Da passiert etwas in Europa, und es ist nichts Gutes.

Das sogenannte Flüchtlings- oder Migrationsproblem ist vorwiegend ein Bildungsproblem, das nicht besser davon wird, wenn man mit dem Hammer draufhaut. Will man die Werte Europas verteidigen, dann muss man sie Neuankömmlingen aktiv vermitteln. Parallelgesellschaften, wie sie in Schweden und Frankreich entstanden sind (und die hierzulande gern herbeigeredet werden, obwohl wir weit davon entfernt sind), speisen ihre Aggressivität und Gewaltbereitschaft aus dem Gefühl, dass deren Mitglieder ohnehin keine Chance und nichts zu verlieren haben. So ist das immer und überall.

Bei uns, derweil, rät niemand geringerer als der Bundeskanzler armen Familien, den Kindern als warme Mahlzeit einen Burger von McDonalds zu servieren. Das ist nicht nur herablassend, gesundheitlich bedenklich und unrealistisch bezüglich der Kalorienaufnahme von Heranwachsenden, das ist zudem auch noch eine Watschen für alle heimischen Lebensmittelerzeuger. Der Parteisekretär bestätigt, dass es sich dabei um Werte hält, für die die ÖVP einsteht. Na dann. Gute Nacht.

Im Grunde gehört endlich einmal das dumme Mantra „Leistung muss sich lohnen“ zerlegt: Denn was ist denn eigentlich Leistung?
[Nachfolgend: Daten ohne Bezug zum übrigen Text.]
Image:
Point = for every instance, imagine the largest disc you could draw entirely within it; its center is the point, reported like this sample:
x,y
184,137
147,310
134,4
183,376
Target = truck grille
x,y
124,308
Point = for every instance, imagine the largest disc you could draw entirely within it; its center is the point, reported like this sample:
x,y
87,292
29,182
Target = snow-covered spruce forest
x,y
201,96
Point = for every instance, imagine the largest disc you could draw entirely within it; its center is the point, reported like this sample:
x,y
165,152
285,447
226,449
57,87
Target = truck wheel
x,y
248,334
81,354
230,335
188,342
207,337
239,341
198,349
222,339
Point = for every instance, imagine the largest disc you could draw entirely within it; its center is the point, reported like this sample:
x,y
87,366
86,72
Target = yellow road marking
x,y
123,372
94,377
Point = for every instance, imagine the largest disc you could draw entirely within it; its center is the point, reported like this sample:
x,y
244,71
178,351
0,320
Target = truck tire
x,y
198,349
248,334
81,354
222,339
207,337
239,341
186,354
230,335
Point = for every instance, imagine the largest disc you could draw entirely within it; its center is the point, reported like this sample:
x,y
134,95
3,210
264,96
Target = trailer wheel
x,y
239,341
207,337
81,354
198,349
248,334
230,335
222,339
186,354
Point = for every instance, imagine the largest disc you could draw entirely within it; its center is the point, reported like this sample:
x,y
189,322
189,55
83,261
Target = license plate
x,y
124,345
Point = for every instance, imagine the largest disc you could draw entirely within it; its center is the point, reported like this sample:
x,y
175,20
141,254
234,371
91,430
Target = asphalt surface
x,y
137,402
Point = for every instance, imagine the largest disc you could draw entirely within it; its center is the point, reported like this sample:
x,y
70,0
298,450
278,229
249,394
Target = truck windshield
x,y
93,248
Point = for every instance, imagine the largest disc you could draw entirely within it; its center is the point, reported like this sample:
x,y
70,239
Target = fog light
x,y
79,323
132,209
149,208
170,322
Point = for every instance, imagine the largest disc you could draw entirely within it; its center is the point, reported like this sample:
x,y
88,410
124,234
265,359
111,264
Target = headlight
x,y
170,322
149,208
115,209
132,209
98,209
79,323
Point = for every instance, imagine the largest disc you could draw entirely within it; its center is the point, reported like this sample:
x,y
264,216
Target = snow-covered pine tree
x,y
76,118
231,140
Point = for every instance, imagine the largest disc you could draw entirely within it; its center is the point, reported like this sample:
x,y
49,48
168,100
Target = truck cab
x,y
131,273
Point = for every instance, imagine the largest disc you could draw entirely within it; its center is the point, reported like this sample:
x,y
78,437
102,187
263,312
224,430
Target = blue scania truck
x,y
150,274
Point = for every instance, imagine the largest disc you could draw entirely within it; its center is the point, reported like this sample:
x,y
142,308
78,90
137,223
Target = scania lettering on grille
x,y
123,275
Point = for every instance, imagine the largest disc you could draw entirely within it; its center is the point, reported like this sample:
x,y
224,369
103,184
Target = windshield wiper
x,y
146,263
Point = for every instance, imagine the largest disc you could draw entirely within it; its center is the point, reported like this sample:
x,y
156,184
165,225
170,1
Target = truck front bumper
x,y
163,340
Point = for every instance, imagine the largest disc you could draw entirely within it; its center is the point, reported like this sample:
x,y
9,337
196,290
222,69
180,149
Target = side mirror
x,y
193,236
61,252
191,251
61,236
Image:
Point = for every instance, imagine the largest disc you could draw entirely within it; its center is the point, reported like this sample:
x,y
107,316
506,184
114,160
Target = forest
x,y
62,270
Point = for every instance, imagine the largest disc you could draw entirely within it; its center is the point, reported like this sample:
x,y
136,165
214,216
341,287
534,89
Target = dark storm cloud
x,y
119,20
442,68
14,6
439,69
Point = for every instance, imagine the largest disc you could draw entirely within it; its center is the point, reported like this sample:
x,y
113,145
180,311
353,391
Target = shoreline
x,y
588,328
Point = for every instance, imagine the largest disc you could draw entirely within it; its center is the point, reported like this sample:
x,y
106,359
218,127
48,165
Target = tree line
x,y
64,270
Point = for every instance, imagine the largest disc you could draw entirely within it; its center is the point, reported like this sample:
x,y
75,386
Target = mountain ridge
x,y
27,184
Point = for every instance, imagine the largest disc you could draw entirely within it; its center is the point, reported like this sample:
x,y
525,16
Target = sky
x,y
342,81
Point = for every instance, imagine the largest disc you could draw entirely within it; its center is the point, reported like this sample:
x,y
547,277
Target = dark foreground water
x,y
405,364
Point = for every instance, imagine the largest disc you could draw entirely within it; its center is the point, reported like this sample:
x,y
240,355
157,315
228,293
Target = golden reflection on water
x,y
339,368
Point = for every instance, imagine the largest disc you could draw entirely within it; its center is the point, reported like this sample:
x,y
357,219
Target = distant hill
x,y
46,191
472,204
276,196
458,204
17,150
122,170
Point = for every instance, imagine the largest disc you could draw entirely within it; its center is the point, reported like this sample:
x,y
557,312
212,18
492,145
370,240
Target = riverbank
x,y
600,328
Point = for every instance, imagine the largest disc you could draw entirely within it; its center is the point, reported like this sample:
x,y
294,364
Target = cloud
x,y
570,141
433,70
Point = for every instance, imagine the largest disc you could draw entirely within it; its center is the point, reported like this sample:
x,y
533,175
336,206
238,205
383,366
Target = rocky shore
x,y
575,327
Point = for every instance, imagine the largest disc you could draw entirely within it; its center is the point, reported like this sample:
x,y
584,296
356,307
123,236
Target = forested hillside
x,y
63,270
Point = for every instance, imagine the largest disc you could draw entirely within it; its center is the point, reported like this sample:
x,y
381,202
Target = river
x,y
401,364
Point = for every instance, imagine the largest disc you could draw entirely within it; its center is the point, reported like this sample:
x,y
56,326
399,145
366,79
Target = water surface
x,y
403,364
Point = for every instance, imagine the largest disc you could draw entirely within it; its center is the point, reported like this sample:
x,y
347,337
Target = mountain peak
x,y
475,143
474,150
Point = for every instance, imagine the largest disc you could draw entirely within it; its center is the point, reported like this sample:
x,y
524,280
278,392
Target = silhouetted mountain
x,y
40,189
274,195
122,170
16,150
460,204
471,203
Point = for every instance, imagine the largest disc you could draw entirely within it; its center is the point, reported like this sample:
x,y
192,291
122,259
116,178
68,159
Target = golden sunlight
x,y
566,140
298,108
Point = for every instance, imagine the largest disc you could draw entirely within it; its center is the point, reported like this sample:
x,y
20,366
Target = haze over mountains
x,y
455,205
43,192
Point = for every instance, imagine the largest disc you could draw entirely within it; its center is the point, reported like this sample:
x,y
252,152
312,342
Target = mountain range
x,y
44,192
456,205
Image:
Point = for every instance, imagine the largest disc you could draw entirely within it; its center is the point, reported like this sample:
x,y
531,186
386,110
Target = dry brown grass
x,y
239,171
Ist es wirklich mehr Leistung, mit einem astronomischen Politikergehalt heiße Luft in den Äther zu blasen, als Kinder großzuziehen und daneben noch einen Niedriglohnjob und alle anderen Pflichten unter einen Hut zu bringen? Ich denke nicht. Zudem gibt es reichlich Jobs, in denen Arbeitnehmer*innen gesellschaftlich und wirtschaftlich essentielle Leistungen erbringen, die aber dennoch so miserabel bezahlt sind, dass es nicht zum Leben, sondern gerade einmal zum Überleben reicht.


Derweil ich so vor mich hin sinniere, hat der Railjet Wien erreicht, obwohl er unterwegs noch ein bisschen mehr Verspätung aufgesammelt hat. Das liegt daran, hat mir kürzlich jemand erklärt, dass durch Verspätungen natürlich auch Schienenverfügbarkeit neu berechnet werden muss, um andere Züge nicht zu behindern. Soll sein. Es ist fast Mitternacht, und ich gehe vom Bahnhof geradewegs heim ins Bett.